O ministro fez essa avaliação nesta terça-feira (27/6), durante um dos paineis de debate do XI Fórum Jurídico de Lisboa.
Barroso afirmou que a internet ampliou o acesso ao conhecimento, às informações e ao espaço público, mas também possibilitou desinformação, informações falsas, discursos de ódio, destruição de reputações, teorias conspiratórias e maior difusão de mentiras.
“Algoritmo é uma palavra de que não tínhamos conhecimento até outro dia, mas vai se tornando o conceito mais importante do nosso tempo. As redes sociais modificaram de maneira significativa e impactante a escala da comunicação social.”
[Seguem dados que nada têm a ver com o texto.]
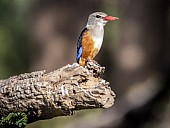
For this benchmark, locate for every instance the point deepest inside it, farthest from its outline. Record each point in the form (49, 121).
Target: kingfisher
(91, 38)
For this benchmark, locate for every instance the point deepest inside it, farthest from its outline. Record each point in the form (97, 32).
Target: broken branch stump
(44, 95)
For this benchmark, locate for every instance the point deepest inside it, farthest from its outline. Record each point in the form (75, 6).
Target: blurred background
(42, 34)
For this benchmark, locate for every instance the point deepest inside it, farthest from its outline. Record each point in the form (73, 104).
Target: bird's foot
(96, 68)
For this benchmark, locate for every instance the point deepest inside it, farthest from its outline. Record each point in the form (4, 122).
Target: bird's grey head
(99, 19)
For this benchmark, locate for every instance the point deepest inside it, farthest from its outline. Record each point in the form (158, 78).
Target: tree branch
(59, 93)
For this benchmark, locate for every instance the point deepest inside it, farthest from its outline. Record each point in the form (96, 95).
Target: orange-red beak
(110, 18)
Ele destacou que o debate sobre regulação das redes sociais está diretamente relacionado a dois grandes pilares do Direito Constitucional, que são a limitação do poder e a proteção dos direitos fundamentais (dados pessoais, inclusão digital e liberdade cognitiva).
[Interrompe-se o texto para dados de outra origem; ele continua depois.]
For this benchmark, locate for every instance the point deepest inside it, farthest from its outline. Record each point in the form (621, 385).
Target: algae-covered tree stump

“Agora nós estamos tendo de transportar esses conceitos tradicionais para a revolução digital, o mundo virtual. A limitação do poder no Direito Constitucional tradicional é a limitação do poder estatal. Nós estamos lidando com a necessidade de limitar um imenso poder privado que se criou com as mídias sociais, já que elas criaram um espaço público imenso, global, mas que é gerido privadamente.”
A regulação das plataformas, segundo ele, é importante para disciplinar os comportamentos coordenados inautênticos. O ministro citou a ampliação artificial da mentira, a desinformação por meio de robôs e perfis falsos, conteúdos ilícitos, e a ação de provocadores contratados que, na avaliação dele, é o maior problema da internet atualmente. Para Barroso, o mundo se radicalizou a ponto de as pessoas não conseguirem mais compartilhar o senso comum.
“Se um indivíduo coloca em seu Facebook, por ignorância ou cretinice, que querosene é bom para Covid-19, e seus 20 seguidores acreditarem, nós temos um problema, mas de determinado tamanho. Mas, se essa notícia se espalha por centenas de milhares de pessoas, nós teremos um problema de saúde pública. É preciso ter controle sobre a amplificação artificial de uma mentira, de uma desinformação, e isso é possível de ser feito sem controle de conteúdo, basta verificar o comportamento atípico na rede de crescimento de uma determinada manifestação.”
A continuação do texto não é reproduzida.